Der heutigen Büroklammer vergleichbare Gegenstände finden sich schon ab dem 3. Jahrtausend v. Chr. bei den Sumerern. (Sie sind also in guter Gesellschaft…) Am 12. November 1899 beantragte der Norweger Johan Vaaler aus Kristiania ein deutsches Patent auf einen Vorläufer der heutigen Büroklammer, welches er allerdings nicht vermarktete. (Das wäre Ihnen nicht passiert, richtig?) Diese Büroklammer hatte noch nicht die heute übliche innere Windung und war deutlich runder.

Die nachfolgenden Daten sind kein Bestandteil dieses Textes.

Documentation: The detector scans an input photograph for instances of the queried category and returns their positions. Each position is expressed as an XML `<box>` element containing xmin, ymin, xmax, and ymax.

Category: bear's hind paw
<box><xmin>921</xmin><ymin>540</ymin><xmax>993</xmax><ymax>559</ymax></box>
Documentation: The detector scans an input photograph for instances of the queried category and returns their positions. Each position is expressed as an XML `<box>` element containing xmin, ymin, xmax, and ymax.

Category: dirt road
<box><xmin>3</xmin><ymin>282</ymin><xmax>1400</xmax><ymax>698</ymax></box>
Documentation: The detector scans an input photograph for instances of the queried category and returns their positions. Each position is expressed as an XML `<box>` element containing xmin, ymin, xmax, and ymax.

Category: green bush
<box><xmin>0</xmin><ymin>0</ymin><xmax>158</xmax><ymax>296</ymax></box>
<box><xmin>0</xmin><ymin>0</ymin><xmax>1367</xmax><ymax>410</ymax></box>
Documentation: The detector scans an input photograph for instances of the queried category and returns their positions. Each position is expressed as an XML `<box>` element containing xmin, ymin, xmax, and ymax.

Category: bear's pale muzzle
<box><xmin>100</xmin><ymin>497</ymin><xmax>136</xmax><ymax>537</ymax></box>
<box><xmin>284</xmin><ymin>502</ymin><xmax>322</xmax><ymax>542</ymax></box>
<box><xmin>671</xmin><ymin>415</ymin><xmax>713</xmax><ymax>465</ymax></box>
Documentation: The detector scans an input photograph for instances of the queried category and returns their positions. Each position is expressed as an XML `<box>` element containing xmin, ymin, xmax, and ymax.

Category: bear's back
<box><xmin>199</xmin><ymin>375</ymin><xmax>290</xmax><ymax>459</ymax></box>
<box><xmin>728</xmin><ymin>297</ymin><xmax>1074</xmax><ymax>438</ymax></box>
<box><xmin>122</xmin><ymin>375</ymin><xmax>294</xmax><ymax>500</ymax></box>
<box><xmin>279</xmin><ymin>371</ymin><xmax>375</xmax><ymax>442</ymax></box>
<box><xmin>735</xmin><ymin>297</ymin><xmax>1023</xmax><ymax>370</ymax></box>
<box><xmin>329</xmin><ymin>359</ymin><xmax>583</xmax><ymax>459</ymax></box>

Ebenfalls 1899 erwarb der US-Amerikaner William Middlebrook das Patent für eine Maschine, die Büroklammern herstellt (Ehrlich, die hätten Sie auch erfinden können!). Im Jahr 1919 wurde durch den österreichischen Fabrikbesitzer Heinrich Sachs (Ein Österreicher? Das glaubt bei uns in Bayern niemand…) die heutige optimierte Form mit spitzem Ende entworfen. Ferner wird ihm, nicht ganz zweifelsfrei, die Erfindung des Reißnagels zugeschrieben. (Aus unserer Sicht war er es definitiv nicht! Der Reißnagel wurde zeitgleich zur Weißwurst von einem unbekannten Bayern erfunden, also im vorletzten Jahrhundert. Um genau zu sein: am 22. Februar 1857, einem Rosenmontag, als Sepp Moser, dem Wirt vom Gasthaus „Zum ewigen Licht“ am Münchener Marienplatz, die Schafsdärme für die Kalbsbratwürstchen ausgingen. Aber das ist eine vollkommen andere Geschichte.)

(Was uns gar nicht gefällt:) Heute ist es leider so, dass ein beachtlicher Teil der weltweit genutzen Büroklammern nicht ihren ursprünglichen Zweck erfüllen dürfen. Sie dienen als Pfeifen- oder Ohrenputzer, Nagelreiniger, Krawattennadel oder als Schraubendreher. (Das ist Blasphemie!!!) Teilweise kommen sie als Ersatz für eine Sicherheitsnadel zum Einsatz und eignen sich auch für physikalische Experimente wie einfache Kreisel und zur Veranschaulichung der Form von Ketten und Hängebrücken. (Und jetzt gehen Sie schon zu Ihren Kollegen und protzen ein bisschen mit dem neu erworbenen Wissen.)